Wat. Blocklisting IPs is not very technical (for someone running a website that knows + cares about crawling) and is definitely not intensive. Fetch IP list, add to blocklist. Repeat daily with cronjob.

Would take an LLM (heh) 10 seconds to write you the necessary script.

kinix

From how I read it, the author seems to be suggesting that this list of IPs be on an allowlist as they see Google as "less nefarious". As such, sure, allowing google IPs is as easy as allowing all IPs, but discerning who are "nefarious actors" is probably harder.

A more tounge-in-cheek point: all scripts take an LLM ~10 seconds to write, doesn't mean it's right though.

simonw

Looks like OpenAI publish the IPs of their training data crawler too: https://openai.com/gptbot.json

Popeyes

What is this war about?

I was looking at another thread about how Wikipedia was the best thing on the internet. But they only got the head start by taking copy of Encyclopedia Britannica and everything else is a

And now the corpus is collected, what difference does a blog post make, does it nudge the dial to comprehension 0.001% in a better direction?
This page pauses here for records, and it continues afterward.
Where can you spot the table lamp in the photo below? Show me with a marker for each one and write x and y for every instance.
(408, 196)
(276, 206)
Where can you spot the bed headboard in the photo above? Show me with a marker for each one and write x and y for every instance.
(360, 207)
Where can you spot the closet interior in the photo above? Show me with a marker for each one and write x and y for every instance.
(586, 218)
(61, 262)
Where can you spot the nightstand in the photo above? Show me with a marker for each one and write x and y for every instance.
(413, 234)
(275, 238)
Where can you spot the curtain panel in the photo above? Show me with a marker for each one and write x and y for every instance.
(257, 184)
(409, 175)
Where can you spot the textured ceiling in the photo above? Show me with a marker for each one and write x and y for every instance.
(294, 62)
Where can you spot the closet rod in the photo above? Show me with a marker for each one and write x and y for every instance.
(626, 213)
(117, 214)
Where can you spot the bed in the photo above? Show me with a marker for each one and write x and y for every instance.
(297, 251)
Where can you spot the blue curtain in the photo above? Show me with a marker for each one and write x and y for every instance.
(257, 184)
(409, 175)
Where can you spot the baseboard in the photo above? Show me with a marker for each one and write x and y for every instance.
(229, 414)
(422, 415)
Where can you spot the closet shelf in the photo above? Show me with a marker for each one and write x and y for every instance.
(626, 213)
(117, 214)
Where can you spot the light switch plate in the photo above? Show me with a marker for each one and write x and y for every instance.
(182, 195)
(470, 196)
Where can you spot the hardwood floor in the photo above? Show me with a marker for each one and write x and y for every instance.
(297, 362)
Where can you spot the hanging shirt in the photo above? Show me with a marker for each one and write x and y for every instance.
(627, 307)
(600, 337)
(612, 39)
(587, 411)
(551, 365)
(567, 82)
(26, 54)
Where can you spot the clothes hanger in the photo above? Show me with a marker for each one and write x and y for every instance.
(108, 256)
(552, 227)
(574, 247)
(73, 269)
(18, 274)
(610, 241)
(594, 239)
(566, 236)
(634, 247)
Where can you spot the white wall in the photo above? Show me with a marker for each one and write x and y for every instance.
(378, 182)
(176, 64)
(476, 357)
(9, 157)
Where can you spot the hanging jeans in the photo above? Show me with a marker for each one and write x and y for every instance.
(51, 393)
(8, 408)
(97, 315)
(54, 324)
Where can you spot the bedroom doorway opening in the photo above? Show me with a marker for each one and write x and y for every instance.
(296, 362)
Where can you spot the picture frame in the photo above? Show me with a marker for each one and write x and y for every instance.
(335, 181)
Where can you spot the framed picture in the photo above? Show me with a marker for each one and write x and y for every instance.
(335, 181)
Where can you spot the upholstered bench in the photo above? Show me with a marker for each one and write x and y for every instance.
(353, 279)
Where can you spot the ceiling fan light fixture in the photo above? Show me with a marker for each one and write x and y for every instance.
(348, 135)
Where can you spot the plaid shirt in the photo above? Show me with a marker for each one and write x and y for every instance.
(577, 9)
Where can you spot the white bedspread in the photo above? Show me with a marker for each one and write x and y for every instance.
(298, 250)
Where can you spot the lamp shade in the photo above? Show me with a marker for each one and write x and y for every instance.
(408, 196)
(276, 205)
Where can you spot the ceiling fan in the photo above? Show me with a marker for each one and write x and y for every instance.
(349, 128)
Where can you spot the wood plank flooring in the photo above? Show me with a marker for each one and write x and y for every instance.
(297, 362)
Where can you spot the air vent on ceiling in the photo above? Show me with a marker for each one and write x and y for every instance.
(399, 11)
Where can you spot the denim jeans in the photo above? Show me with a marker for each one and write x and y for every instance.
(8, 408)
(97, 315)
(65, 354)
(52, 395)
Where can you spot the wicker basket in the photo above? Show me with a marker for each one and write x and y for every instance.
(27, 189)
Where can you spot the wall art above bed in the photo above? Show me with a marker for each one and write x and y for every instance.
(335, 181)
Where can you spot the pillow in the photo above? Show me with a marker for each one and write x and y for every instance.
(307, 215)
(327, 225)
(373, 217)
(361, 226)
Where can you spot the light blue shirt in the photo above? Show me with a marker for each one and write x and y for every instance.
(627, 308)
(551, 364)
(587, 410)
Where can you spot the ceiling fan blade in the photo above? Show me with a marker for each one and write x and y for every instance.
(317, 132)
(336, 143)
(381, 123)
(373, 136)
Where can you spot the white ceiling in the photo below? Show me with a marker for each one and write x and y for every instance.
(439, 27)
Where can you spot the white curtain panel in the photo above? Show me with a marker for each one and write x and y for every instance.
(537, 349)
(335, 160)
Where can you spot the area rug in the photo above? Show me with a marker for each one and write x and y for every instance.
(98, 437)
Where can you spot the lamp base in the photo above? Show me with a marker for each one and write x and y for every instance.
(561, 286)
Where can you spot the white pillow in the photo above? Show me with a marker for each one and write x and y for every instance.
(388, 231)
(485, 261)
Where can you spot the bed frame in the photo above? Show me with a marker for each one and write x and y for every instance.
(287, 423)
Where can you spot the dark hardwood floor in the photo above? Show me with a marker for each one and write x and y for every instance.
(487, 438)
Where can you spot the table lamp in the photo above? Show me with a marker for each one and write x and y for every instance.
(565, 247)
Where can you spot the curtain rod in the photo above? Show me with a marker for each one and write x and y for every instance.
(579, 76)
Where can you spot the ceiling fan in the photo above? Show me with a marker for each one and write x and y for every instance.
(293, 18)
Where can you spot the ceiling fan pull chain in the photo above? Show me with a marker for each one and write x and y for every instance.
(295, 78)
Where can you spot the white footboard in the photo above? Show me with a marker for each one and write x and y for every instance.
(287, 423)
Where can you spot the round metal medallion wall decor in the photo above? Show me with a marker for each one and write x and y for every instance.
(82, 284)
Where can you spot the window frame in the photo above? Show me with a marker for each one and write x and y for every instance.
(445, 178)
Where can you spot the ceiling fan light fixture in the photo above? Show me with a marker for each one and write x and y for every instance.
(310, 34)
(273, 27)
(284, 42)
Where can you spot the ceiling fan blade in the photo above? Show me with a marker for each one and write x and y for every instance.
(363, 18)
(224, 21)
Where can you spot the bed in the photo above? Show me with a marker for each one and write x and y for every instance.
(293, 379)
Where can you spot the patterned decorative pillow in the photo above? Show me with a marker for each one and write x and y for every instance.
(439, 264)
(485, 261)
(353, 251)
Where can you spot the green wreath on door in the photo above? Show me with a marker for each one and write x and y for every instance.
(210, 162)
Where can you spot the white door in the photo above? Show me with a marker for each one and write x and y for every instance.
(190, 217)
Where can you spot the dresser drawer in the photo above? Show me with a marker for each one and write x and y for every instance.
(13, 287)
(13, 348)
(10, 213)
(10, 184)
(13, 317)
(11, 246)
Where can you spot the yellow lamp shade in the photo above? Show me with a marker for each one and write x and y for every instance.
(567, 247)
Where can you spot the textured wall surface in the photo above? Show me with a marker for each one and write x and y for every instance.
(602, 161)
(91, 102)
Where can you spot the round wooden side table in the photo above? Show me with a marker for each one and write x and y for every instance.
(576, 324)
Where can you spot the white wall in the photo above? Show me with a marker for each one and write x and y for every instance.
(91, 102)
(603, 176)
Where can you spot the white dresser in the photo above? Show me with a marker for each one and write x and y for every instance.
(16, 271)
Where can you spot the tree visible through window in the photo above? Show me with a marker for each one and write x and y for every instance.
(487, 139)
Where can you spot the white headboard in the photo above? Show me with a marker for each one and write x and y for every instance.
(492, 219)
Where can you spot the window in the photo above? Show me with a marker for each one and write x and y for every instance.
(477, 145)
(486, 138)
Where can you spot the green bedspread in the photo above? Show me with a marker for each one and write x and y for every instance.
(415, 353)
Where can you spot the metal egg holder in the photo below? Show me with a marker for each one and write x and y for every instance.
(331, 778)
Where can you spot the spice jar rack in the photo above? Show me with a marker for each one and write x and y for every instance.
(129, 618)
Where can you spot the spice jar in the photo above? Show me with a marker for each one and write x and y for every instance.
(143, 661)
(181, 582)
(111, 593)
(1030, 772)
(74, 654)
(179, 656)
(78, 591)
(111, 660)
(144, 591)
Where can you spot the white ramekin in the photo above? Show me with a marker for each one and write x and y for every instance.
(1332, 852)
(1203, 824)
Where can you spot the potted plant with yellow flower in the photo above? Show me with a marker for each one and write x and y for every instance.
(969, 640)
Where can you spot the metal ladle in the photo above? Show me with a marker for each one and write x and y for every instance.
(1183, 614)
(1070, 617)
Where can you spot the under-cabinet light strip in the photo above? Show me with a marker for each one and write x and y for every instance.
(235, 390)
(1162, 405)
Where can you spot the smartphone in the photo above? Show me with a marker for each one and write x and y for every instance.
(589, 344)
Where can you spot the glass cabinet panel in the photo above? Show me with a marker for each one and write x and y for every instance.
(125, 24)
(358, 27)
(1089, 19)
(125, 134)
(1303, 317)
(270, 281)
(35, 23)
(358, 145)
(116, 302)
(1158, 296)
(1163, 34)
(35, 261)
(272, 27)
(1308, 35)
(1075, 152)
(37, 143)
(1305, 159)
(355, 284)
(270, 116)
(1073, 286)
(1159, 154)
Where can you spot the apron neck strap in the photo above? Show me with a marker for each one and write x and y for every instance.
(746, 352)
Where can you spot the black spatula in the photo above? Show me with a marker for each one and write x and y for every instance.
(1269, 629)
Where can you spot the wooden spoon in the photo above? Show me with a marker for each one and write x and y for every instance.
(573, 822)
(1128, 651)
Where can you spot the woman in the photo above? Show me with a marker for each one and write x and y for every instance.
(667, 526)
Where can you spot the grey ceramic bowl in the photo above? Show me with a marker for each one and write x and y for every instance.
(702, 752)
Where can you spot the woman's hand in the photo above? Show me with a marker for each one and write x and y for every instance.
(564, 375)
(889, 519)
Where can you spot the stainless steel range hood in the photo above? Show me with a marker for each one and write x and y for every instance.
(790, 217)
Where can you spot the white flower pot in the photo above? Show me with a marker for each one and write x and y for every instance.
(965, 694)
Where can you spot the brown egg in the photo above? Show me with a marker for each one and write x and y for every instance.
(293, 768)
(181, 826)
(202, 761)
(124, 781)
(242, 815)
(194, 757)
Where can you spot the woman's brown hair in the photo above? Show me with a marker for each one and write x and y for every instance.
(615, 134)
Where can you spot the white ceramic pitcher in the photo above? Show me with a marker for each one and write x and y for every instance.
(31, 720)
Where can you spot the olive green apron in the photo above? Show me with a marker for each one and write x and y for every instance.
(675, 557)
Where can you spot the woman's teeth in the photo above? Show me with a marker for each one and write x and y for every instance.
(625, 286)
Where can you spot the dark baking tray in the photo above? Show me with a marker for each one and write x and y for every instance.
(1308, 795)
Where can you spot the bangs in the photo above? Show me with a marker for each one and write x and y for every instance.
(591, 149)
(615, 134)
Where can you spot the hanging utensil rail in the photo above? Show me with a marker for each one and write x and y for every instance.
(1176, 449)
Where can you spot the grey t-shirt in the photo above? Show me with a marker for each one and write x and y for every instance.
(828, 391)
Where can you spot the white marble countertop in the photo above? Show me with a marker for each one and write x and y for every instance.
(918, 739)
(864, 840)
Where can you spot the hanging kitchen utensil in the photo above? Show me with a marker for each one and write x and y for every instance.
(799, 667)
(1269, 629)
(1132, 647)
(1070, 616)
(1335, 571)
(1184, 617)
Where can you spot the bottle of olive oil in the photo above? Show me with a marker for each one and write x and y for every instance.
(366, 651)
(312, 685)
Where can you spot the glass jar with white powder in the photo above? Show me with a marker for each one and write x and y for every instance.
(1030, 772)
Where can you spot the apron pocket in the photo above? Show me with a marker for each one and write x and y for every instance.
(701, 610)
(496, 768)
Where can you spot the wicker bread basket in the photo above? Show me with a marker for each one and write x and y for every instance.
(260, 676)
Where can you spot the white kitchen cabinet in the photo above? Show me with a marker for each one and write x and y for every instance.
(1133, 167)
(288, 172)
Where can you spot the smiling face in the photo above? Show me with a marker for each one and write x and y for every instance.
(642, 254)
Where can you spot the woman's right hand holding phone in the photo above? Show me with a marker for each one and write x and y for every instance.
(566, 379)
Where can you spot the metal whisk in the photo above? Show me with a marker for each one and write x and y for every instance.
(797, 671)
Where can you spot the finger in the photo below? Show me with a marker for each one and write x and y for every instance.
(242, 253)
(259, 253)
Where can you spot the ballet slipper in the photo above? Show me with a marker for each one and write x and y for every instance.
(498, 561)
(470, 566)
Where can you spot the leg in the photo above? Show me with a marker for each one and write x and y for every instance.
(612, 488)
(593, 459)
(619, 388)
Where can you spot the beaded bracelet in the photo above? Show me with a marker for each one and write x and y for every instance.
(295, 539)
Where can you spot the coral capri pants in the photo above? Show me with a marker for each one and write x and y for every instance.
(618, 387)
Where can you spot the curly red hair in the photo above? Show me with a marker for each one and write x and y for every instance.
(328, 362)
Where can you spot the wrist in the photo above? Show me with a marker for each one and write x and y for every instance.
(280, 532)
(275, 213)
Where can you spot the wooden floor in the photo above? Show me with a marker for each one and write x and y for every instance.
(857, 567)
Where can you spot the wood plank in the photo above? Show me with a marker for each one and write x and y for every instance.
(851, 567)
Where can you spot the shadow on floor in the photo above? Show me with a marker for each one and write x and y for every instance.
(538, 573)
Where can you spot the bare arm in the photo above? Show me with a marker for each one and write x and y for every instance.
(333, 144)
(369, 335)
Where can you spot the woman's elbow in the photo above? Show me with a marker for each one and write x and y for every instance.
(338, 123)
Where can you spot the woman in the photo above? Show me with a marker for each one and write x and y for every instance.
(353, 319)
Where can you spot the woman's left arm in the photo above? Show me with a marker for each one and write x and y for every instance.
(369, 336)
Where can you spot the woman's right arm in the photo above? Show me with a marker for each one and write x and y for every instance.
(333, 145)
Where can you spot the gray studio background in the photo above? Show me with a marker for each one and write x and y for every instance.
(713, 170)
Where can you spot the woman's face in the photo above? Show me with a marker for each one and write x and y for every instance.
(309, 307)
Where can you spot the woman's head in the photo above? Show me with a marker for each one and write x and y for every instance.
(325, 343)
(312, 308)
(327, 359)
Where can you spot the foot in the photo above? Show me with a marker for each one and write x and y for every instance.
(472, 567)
How many blog posts over how many weeks makes the difference.

nvader

> they only got the head start by taking copy of Encyclopedia Britannica

Wikipedia used a version of Encyclopedia Britannica that was in the public domain.

Go thou and do likewise.

collinmcnulty

It is about imposing costs on poorly behaved scraping in an attempt to change the scrapers behavior, under the assumption that the scrapers' creators are anti-social but economically rational. One blog doesn't make a huge difference but if enough new blogs contain tarpits that cost the scraper as much as the benefit of 100 other non-tarpit blogs, maybe the calculus for doing any new scraping changes and the scrapers start behaving.

simonw

This is the first I've heard of Wikipedia starting with a copy of Britannia. Where did you see that?

simonw

OK, found it: https://en.wikipedia.org/wiki/Wikipedia:WikiProject_Encyclop...

"Starting in 2006, much of the still-useful text in the 1911 Encyclopaedia was adapted and absorbed into Wikipedia. Special focus was given to topics that had no equivalent in Wikipedia at the time. The process we used is outlined at the end of this page."

Wikipedia started in 2001. Looks like they absorbed a bunch of out-of-copyright Britannica 1911 content five years later.

There are still 13,000 pages on Wikipedia today that are tagged as deriving from that project: https://en.m.wikipedia.org/wiki/Template:EB1911

tqwhite

I continue to have contempt for the "I'm not contributing to the enrichment of our newest and most powerful technology" gang. I do not accept the assertion that my AI should have any less access to the internet that we all pay for than I do.

If guys like this have their way, AI will remain stupid and limited and we will all be worse off for it.

nkrisc

> I continue to have contempt for the "I'm not contributing to the enrichment of our newest and most powerful technology" gang.

Ok, when do I get paid for my contribution?

thoroughburro

I do not accept the assertion that the content I host is anything other than my own to serve to whom I wish. Get your hands off my belongings, freeloader.

Or, shorter: I hold you in as much contempt as you hold me.

> If guys like this have their way, AI will remain stupid and limited

AI doesn’t have a right to my stuff just because it’ll suck without it.

IncreasePosts

Okay, what percent of content is poison like this? Way less than 1%? If AI is so smart maybe it can figure out what content in a training set is jibberish and what isn't.

Anyway, a big problem people have isn't "AI bad", it's "AI crawlers bad", because they eat up a huge chunk of your bandwidth by behaving badly for content you intend to serve to humans.